Dr. Chhatwal and colleagues performed a critical reanalysis of the prior study using current drug prices in US dollars. “We found that in a majority of the studies the incremental cost-effectiveness ratios (ICERs) were substantially higher than the previously reported values,” said Chhatwal. “This led us to the conclusion that current prices are too high to say that the drugs provide a good value for the money.”

Cost-effectiveness is commonly interpreted in terms of the cost needed to gain an additional quality year of life. A threshold value of $50,000 is widely accepted, below which the treatment can be considered cost-effective. The researchers were able to reanalyze 20 of the 29 studies with updated drug prices in the current US market.

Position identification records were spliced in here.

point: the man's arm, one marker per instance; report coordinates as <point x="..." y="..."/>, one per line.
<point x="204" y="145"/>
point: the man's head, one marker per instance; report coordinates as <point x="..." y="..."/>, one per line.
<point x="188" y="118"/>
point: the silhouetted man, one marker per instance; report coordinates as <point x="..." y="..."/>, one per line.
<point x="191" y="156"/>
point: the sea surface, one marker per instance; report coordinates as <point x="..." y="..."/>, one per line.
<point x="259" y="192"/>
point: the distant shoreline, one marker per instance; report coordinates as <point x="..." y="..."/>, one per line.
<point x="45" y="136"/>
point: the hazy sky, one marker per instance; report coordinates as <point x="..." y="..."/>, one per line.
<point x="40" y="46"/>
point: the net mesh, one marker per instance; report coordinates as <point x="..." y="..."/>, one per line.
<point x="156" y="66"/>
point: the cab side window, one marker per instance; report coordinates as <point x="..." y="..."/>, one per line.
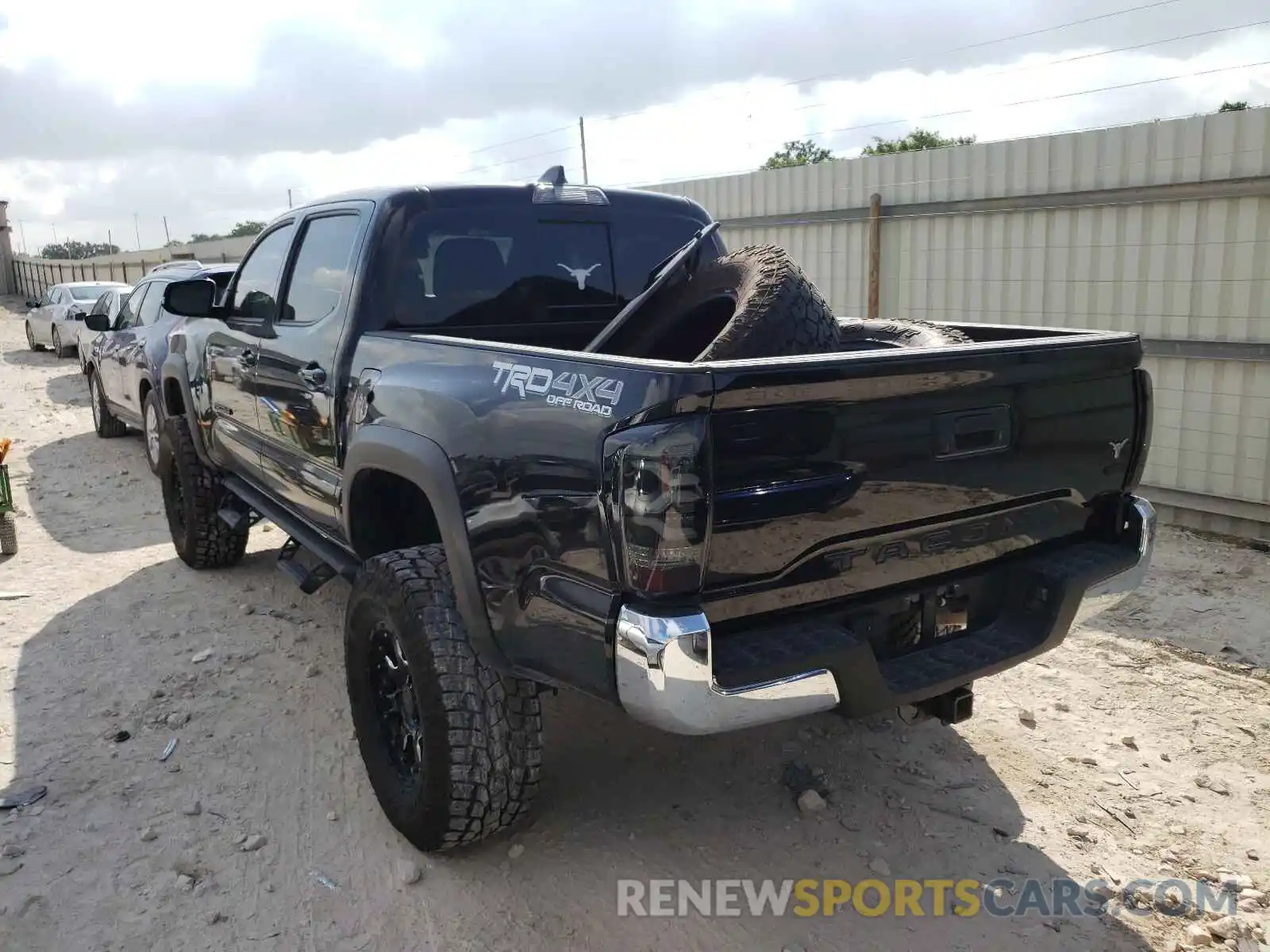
<point x="321" y="273"/>
<point x="256" y="294"/>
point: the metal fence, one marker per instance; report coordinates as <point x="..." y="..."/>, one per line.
<point x="1161" y="228"/>
<point x="32" y="274"/>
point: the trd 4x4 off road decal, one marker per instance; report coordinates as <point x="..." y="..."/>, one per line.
<point x="592" y="395"/>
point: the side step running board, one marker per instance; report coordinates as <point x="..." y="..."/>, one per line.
<point x="308" y="579"/>
<point x="333" y="559"/>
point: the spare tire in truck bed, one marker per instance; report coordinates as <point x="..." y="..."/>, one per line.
<point x="855" y="334"/>
<point x="751" y="302"/>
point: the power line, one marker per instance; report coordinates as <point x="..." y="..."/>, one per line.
<point x="521" y="159"/>
<point x="914" y="59"/>
<point x="522" y="139"/>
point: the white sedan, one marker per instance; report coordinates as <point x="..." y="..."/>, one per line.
<point x="108" y="304"/>
<point x="56" y="317"/>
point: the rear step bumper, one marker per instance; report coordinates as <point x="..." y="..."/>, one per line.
<point x="672" y="676"/>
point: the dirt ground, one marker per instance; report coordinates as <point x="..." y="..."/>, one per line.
<point x="1146" y="755"/>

They found that 63% of those studies had costs per additional life-year higher than the $50,000 threshold. Several studies resulted in costs of $210,000 to $426,000 per additional life-year, many times higher than conventionally accepted levels.

One of the drugs evaluated, imatinib (Gleevec), was priced at $26,000 per year of therapy in 2001 and $132,000 per year in 2014. The price increase in imatinib and other drugs evaluated is not the result of new and improved versions, but instead is simply the result of rising prices charged by drug companies, noted Chhatwal. 

The study authors would like to see government regulation of new treatments for hematologic cancers in the same fashion as many European countries. Chhatwal said more and more patients are experiencing financial toxicity due to extremely large financial burdens. A 2014 study found that up to 20% of hematologic cancer patients may forgo treatment or significantly compromise their treatment plan due to high drug costs.